This intellectually stimulating book was a bestseller in France for 35 weeks thanks to Jean-Francois Revel's fame as a philosopher and writer (How Democracies Perish, The Totalitarian Temptation). Twenty-seven years ago his son Matthieu gave up a promising career as a scientist in order to study Tibetan Buddhism and become a monk. Recently he has served as an interpreter for the Dalai Lama at events around the world.
Father and son dialogue on these pages about the meaning of life. Jean-Francois, an atheist and critical thinker, asks most of the questions and come across as a defender of Western scientific culture where reason and skepticism hold sway. Matthieu, in contrast, shares his experiences and shows how Buddhism is a path dedicated to the cultivation of altruism, love, and compassion. While Jean-Francois discusses Socrates, Plato, stoicism, Kant, and politics, his son explains prayer flags, mantra, the mandala, stupa, and the political situation in Tibet. The two intellectuals share ideas on mind, consciousness, freedom, happiness, and suffering.

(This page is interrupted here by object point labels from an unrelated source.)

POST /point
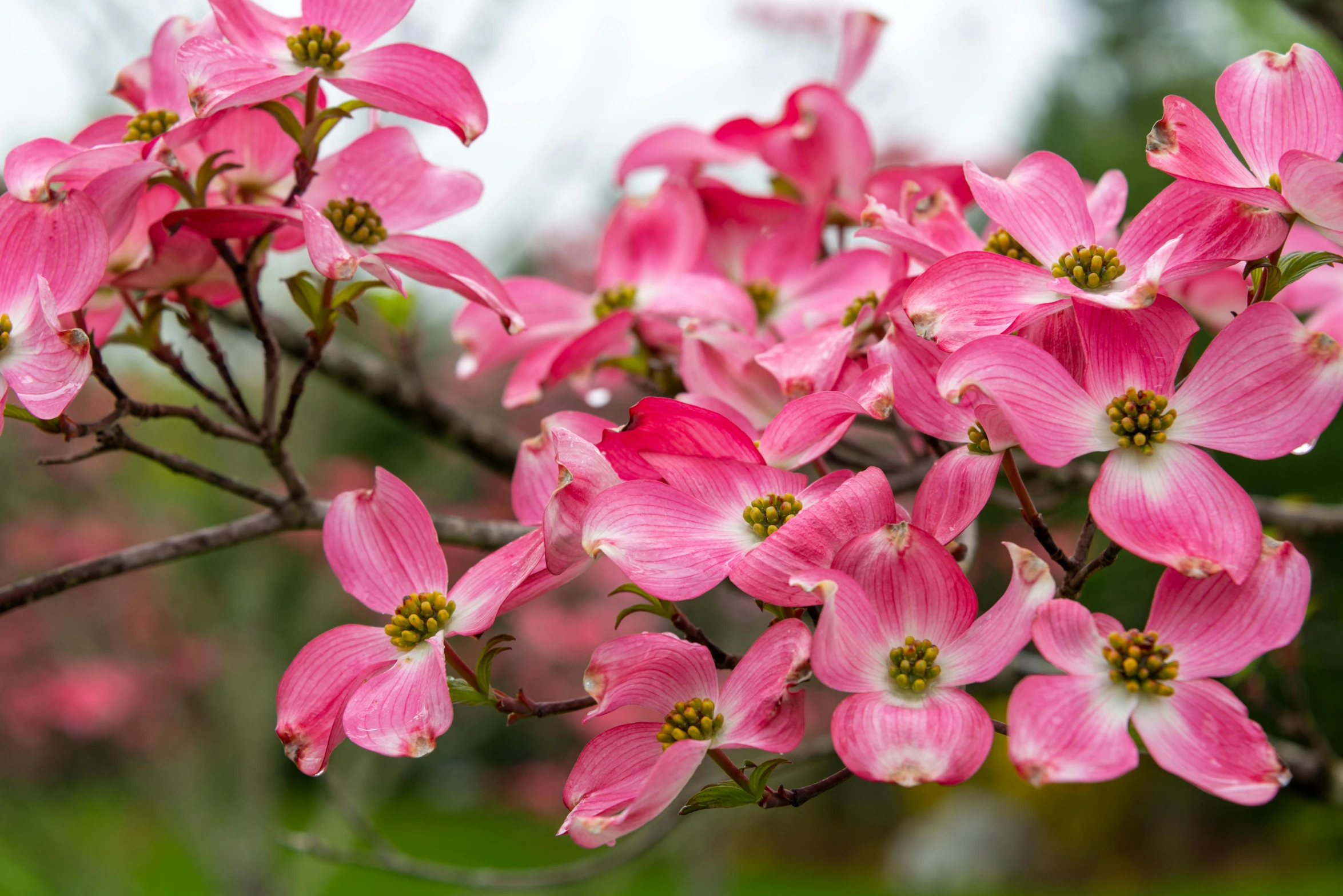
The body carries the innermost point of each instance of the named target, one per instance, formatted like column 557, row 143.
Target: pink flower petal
column 759, row 707
column 382, row 545
column 813, row 538
column 1263, row 358
column 1203, row 734
column 1071, row 729
column 915, row 584
column 317, row 685
column 1179, row 509
column 403, row 711
column 1217, row 627
column 1021, row 379
column 1041, row 203
column 1003, row 630
column 942, row 737
column 1274, row 102
column 971, row 295
column 653, row 670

Perhaps the most salient revelation in The Monk and the Philosopher is Matthieu's defense of Buddhism's relevance to the modern world and his father's conclusion that it "fills the gap left vacant by the desertion of Western philosophy in the area of ethics and the art of living." Part memoir, part philosophical treatise, and part explanation of Buddhism's place in today's world, this is a spiritually illuminating work.